Umland sieht in der Personalie Trojan keinen Beleg für unterschwellige rassistische Tendenzen in der ukrainischen Regierung, wohl aber einen Ausdruck der „politischen Unprofessionalität“. In diese Kategorie fiele für Umland auch Einstellung von Jurij Michaltschyschyn, dem jungen Lemberger Ideologen der rechtsextremen „Swoboda“-Partei, als Berater des ukrainischen Geheimdienstes Anfang November. Nach Ansicht Umlands war Michaltschyschyn der einzige Abgeordnete des Parlaments zwischen 2012 und 2014, den man „eindeutig als Faschisten und Neonazi“ bezeichnen konnte.

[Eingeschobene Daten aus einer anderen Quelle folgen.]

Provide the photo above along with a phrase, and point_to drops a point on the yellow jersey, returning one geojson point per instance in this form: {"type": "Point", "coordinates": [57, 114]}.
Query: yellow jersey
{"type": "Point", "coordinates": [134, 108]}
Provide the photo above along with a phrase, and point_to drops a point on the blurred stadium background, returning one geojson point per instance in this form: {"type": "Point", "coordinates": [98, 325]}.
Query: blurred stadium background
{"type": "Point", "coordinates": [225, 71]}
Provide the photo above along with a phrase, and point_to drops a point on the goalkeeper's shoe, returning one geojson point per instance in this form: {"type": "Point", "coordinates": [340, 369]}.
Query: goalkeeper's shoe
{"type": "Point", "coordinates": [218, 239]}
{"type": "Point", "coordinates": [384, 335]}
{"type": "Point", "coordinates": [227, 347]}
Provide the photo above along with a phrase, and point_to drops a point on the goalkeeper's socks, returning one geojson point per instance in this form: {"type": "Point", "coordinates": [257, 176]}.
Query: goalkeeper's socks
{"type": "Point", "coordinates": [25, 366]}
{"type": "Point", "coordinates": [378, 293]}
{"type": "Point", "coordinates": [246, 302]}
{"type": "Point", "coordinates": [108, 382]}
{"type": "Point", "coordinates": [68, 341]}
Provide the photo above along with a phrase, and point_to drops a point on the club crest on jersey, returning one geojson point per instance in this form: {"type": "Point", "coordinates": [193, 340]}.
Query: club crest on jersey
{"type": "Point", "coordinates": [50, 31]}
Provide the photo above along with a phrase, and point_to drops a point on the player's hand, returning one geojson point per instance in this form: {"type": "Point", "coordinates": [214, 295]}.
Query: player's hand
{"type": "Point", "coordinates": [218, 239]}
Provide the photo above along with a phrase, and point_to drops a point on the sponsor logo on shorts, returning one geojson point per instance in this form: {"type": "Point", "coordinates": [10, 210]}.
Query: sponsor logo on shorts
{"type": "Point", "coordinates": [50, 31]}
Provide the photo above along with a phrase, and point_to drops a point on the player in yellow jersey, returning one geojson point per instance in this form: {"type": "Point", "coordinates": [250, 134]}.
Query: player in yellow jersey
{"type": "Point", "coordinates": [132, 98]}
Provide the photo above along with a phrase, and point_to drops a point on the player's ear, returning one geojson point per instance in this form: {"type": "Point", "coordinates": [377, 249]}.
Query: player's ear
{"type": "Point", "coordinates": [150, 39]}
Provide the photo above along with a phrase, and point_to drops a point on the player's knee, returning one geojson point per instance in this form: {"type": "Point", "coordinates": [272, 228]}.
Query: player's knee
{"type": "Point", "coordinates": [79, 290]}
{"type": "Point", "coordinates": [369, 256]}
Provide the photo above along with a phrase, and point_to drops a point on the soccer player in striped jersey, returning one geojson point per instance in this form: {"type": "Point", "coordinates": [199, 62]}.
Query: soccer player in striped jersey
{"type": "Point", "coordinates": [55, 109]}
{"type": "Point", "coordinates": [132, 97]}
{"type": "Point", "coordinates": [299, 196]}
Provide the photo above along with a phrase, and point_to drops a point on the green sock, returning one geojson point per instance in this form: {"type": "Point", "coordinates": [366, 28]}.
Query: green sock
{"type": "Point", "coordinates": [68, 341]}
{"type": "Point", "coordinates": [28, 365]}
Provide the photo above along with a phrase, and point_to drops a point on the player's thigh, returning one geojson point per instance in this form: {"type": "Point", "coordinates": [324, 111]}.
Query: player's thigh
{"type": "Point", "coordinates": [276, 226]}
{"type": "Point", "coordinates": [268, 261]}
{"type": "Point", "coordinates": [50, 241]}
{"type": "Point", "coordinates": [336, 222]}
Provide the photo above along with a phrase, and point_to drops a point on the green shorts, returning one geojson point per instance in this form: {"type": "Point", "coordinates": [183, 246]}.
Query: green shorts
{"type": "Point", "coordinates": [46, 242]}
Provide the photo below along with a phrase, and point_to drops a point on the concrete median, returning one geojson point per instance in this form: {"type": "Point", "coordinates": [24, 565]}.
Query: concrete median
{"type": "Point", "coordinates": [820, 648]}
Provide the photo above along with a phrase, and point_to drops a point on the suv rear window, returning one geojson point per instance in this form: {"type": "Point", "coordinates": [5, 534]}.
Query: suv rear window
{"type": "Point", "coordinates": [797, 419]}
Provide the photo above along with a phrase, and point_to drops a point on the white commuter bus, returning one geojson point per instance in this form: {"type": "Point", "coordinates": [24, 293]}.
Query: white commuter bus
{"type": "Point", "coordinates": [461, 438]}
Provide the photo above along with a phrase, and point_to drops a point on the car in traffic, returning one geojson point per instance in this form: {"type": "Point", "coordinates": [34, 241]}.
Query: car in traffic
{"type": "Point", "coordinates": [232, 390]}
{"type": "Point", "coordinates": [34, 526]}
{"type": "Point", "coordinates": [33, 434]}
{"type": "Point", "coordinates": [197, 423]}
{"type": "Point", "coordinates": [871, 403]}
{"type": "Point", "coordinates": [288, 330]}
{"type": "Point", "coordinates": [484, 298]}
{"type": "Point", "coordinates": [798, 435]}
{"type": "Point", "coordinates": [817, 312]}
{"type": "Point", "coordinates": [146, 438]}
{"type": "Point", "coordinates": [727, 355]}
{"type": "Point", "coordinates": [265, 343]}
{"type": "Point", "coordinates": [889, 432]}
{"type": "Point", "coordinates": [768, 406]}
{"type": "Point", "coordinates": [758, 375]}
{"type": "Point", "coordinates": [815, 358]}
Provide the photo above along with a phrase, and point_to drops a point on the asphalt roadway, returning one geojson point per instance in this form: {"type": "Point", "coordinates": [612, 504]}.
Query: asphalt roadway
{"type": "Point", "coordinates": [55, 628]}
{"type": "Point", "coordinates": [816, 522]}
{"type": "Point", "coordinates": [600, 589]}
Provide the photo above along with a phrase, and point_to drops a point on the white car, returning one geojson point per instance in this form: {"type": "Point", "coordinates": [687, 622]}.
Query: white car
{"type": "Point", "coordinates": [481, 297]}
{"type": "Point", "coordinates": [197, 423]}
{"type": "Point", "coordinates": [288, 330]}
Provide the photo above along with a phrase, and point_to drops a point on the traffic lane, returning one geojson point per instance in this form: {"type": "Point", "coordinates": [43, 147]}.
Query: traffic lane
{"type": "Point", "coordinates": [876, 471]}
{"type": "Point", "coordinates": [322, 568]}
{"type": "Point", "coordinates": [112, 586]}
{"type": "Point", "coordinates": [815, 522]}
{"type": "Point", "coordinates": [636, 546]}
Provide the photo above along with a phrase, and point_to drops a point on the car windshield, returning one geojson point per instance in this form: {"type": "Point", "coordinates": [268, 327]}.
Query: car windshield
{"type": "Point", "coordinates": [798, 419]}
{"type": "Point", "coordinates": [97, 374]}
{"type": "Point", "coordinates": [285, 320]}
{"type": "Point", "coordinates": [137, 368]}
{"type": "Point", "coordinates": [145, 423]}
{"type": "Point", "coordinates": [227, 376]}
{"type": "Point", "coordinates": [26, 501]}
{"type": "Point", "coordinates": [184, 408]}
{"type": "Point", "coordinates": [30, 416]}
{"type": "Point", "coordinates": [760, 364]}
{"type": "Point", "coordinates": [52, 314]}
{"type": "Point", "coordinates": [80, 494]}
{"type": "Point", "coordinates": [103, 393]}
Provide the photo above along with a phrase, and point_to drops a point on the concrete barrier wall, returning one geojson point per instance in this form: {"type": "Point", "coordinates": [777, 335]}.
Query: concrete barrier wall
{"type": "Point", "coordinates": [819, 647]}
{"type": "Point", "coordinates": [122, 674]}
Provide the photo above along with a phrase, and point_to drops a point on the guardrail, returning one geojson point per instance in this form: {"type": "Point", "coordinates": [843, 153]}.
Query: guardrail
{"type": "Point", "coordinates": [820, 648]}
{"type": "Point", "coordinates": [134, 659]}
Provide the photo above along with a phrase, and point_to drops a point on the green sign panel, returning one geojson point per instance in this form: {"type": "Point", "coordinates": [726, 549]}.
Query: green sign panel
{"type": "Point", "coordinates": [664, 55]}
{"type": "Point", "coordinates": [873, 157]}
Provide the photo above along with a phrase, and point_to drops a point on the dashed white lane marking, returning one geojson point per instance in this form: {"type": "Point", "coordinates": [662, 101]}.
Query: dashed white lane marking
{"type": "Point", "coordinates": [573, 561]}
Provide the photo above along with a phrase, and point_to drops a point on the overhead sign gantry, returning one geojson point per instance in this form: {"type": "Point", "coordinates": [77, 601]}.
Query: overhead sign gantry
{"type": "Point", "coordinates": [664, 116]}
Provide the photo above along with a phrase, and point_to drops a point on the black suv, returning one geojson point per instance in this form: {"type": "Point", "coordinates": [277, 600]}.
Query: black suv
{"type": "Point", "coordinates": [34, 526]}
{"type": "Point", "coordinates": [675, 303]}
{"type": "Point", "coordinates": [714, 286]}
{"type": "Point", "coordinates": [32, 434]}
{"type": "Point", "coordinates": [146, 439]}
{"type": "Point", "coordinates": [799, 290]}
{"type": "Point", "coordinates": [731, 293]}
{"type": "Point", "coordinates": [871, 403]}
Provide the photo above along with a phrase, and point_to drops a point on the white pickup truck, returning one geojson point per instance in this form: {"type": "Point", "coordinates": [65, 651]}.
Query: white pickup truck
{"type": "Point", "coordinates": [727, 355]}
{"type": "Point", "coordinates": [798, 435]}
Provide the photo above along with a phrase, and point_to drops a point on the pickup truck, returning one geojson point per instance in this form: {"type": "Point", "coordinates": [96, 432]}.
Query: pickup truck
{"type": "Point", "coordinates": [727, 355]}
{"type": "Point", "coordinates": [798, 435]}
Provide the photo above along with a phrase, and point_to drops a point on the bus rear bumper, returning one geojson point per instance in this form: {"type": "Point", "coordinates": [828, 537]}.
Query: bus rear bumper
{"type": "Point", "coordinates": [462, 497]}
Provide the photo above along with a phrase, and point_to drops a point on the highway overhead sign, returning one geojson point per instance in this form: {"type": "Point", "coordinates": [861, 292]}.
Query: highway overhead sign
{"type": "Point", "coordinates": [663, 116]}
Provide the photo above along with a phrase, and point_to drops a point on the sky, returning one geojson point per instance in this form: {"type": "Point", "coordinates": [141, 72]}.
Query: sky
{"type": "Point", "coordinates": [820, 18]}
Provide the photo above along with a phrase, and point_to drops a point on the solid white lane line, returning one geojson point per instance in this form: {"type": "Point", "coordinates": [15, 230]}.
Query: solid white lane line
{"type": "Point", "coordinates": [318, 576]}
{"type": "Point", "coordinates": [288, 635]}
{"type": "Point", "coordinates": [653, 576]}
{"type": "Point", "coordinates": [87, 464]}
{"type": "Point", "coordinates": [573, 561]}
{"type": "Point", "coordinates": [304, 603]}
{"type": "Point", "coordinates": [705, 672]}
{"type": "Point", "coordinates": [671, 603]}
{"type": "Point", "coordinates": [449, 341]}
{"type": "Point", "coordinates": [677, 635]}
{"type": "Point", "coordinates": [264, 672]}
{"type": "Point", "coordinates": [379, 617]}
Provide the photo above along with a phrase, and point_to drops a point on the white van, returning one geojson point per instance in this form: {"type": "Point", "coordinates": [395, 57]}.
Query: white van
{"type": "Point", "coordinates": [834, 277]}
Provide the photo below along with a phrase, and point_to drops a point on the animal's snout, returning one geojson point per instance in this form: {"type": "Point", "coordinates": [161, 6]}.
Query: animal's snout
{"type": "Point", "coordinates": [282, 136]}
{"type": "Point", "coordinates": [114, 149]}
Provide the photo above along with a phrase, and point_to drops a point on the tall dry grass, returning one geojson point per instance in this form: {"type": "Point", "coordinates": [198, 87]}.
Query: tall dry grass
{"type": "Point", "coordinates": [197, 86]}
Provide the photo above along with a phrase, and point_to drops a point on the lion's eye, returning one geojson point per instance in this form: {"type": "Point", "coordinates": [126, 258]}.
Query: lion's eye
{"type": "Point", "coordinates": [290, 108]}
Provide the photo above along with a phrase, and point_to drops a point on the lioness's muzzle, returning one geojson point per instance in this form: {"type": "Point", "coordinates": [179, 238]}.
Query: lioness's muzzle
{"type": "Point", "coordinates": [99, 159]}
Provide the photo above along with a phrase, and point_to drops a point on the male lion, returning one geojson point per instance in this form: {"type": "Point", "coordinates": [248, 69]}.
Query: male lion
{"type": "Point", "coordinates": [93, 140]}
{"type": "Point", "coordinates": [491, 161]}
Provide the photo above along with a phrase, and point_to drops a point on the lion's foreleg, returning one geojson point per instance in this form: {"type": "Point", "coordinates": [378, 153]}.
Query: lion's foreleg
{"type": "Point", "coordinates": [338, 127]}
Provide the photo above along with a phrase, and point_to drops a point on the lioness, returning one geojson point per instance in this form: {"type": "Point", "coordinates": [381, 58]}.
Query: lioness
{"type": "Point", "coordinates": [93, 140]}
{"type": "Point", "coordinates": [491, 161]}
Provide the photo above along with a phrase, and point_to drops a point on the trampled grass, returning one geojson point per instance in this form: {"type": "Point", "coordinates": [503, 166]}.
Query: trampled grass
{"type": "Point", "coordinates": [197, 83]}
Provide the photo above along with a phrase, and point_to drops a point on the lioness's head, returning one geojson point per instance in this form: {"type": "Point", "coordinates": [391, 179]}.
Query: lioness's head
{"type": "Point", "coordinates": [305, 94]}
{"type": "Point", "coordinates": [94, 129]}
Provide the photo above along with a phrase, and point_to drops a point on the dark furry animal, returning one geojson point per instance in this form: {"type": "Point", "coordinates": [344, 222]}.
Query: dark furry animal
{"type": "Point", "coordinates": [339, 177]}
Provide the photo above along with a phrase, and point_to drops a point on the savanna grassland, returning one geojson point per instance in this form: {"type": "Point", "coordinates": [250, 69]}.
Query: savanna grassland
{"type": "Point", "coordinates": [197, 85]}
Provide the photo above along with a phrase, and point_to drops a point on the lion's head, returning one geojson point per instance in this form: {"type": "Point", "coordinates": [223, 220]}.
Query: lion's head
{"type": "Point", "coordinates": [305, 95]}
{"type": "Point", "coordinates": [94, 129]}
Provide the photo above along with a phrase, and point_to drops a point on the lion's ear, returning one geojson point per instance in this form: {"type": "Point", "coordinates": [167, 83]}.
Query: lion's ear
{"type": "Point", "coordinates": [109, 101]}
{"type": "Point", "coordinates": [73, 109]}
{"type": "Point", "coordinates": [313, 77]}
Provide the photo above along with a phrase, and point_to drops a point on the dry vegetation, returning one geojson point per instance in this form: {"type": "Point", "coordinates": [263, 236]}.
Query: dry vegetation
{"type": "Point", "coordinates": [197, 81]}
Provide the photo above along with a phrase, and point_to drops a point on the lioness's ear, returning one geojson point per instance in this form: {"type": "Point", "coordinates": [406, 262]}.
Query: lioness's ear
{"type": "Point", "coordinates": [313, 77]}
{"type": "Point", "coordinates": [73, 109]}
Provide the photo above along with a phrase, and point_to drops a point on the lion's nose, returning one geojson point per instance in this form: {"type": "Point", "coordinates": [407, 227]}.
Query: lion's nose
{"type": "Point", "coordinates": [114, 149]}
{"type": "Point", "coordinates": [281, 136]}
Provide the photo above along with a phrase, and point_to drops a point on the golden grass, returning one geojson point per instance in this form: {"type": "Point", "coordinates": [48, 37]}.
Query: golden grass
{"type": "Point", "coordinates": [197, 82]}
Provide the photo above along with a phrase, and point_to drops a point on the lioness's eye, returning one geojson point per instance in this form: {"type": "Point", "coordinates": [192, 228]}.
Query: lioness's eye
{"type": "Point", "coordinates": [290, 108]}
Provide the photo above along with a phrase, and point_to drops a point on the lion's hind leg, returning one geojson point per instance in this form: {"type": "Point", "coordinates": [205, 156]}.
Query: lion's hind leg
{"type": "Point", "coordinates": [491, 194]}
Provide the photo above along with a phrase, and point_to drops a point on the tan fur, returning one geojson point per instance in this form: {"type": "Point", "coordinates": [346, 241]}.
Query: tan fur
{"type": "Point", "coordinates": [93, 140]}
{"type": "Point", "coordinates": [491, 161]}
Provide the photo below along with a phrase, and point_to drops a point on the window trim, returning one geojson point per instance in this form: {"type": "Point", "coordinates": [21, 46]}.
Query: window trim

Kaum rechte Unterstützung in der Parlamentswahl

Fälle wie Trojan und Michaltschyschyn kommen der russischen Propaganda gut zupass. Diese behauptet ohnehin, dass in Kiew Faschisten und Rechtsradikale das Sagen haben. Dass dies nicht zutrifft und dass rechtsradikale Parteien keine übermäßig große Unterstützung genießen, hat sich bei den Parlamentswahlen gezeigt. Die Partei „Swoboda“ scheiterte (wenn auch knapp) an der Fünfprozenthürde, der „Rechte Sektor“ war weit abgeschlagen. Allerdings sind ein Dutzend Abgeordnete mit rechtsradikalen Ansichten als Direktkandidaten in Wahlkreisen ins Parlament gewählt worden. Und der Rechtspopulist Oleh Ljaschko gehört der neuen Regierungskoalition an.

Weil sie dem Diffamierungsinteresse Moskaus so gut dienen, ist den ukrainischen Rechtsradikalen schon oft unterstellt worden, käuflich zu sein. Rechtsextreme „Gegnerattrappen“ sind seit vielen Jahren bekannte Manipulationswerkzeuge der ukrainischen Politik. Schon der frühere Präsident Leonid Kutschma ließ 2004 Rechtsextremisten als vermeintliche Unterstützer seines Gegners Viktor Juschtschenko aufmarschieren, um diesen zu diskreditieren. Deswegen rechtsradikale Tendenzen vollständig als Konstrukt abzutun, könnte aber gefährlich sein.